Never heard of someone wanting to do that...Considering how small the oil pan is on a scooter, you definitely don't want to use too large a block heater!  Try and find one meant for a sub-compact car - like a Yugo! 

Personally, if it's cold enough to want to plug in a motorcycle, I'd take the bus!


----------



## dbriski (Jan 14, 2008)

Use an electric blanket, cheap and easy.


----------



## redfishsc (Jan 14, 2008)

David, the electric blanket sounds good but this scooter is stored outdoors with only the OEM supplied cover, so if it rains, there will be trouble.


----------



## maxwell_smart007 (Jan 14, 2008)

Did a little digging, and found some magnetic-mount block heaters, so you don't have to dig a hole in your oil pan, and have a cord hanging down!  

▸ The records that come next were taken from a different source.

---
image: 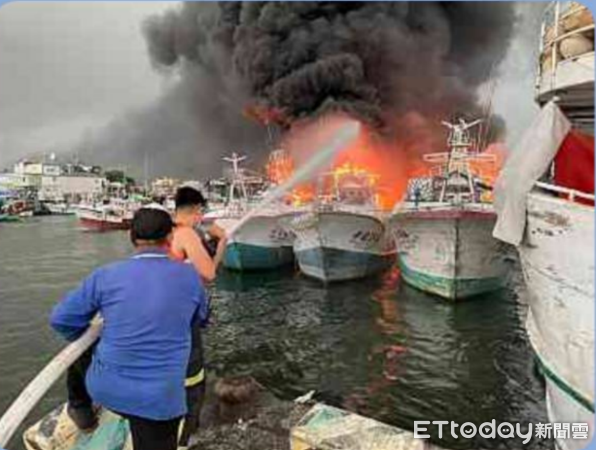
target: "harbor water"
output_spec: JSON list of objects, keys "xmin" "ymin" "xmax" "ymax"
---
[{"xmin": 0, "ymin": 217, "xmax": 552, "ymax": 449}]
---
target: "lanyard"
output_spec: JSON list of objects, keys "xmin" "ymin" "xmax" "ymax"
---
[{"xmin": 132, "ymin": 253, "xmax": 168, "ymax": 259}]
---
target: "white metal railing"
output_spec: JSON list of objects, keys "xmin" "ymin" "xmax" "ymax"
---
[
  {"xmin": 535, "ymin": 181, "xmax": 594, "ymax": 201},
  {"xmin": 538, "ymin": 1, "xmax": 595, "ymax": 82},
  {"xmin": 0, "ymin": 320, "xmax": 103, "ymax": 448}
]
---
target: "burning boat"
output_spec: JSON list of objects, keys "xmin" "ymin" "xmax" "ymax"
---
[
  {"xmin": 205, "ymin": 153, "xmax": 293, "ymax": 270},
  {"xmin": 391, "ymin": 119, "xmax": 509, "ymax": 300},
  {"xmin": 494, "ymin": 2, "xmax": 594, "ymax": 450},
  {"xmin": 285, "ymin": 163, "xmax": 396, "ymax": 282}
]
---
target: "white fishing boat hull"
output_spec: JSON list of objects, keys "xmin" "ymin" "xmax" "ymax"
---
[
  {"xmin": 518, "ymin": 191, "xmax": 594, "ymax": 450},
  {"xmin": 391, "ymin": 203, "xmax": 511, "ymax": 300},
  {"xmin": 288, "ymin": 211, "xmax": 396, "ymax": 282},
  {"xmin": 216, "ymin": 212, "xmax": 294, "ymax": 271}
]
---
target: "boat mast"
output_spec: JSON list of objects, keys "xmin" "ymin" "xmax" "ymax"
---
[
  {"xmin": 439, "ymin": 118, "xmax": 482, "ymax": 203},
  {"xmin": 223, "ymin": 152, "xmax": 248, "ymax": 203}
]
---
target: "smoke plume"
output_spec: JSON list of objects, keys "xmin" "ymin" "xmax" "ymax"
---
[{"xmin": 80, "ymin": 2, "xmax": 532, "ymax": 176}]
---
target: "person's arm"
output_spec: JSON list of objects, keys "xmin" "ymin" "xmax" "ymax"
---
[
  {"xmin": 50, "ymin": 271, "xmax": 99, "ymax": 341},
  {"xmin": 193, "ymin": 278, "xmax": 211, "ymax": 328},
  {"xmin": 181, "ymin": 228, "xmax": 219, "ymax": 282}
]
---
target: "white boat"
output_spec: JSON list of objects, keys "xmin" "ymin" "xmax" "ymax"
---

http://www.amazon.com/dp/B000BOABS6?smid=ATVPDKIKX0DER&tag=nextag-auto-20&linkCode=asn

http://www.jcwhitney.com/webapp/wcs...D=231000000&productId=2000836&catalogId=10101


----------



## redfishsc (Jan 14, 2008)

Hmmm, I saw those once but wasn't sure if they would be overkill, but the one at JCWhitney said it does not exceed 250F, which is plenty safe. Thanks Maxwell, I may be getting one of those very soon.


----------



## DWK5150 (Jan 15, 2008)

A motor that small just get a battery heater blanket.


----------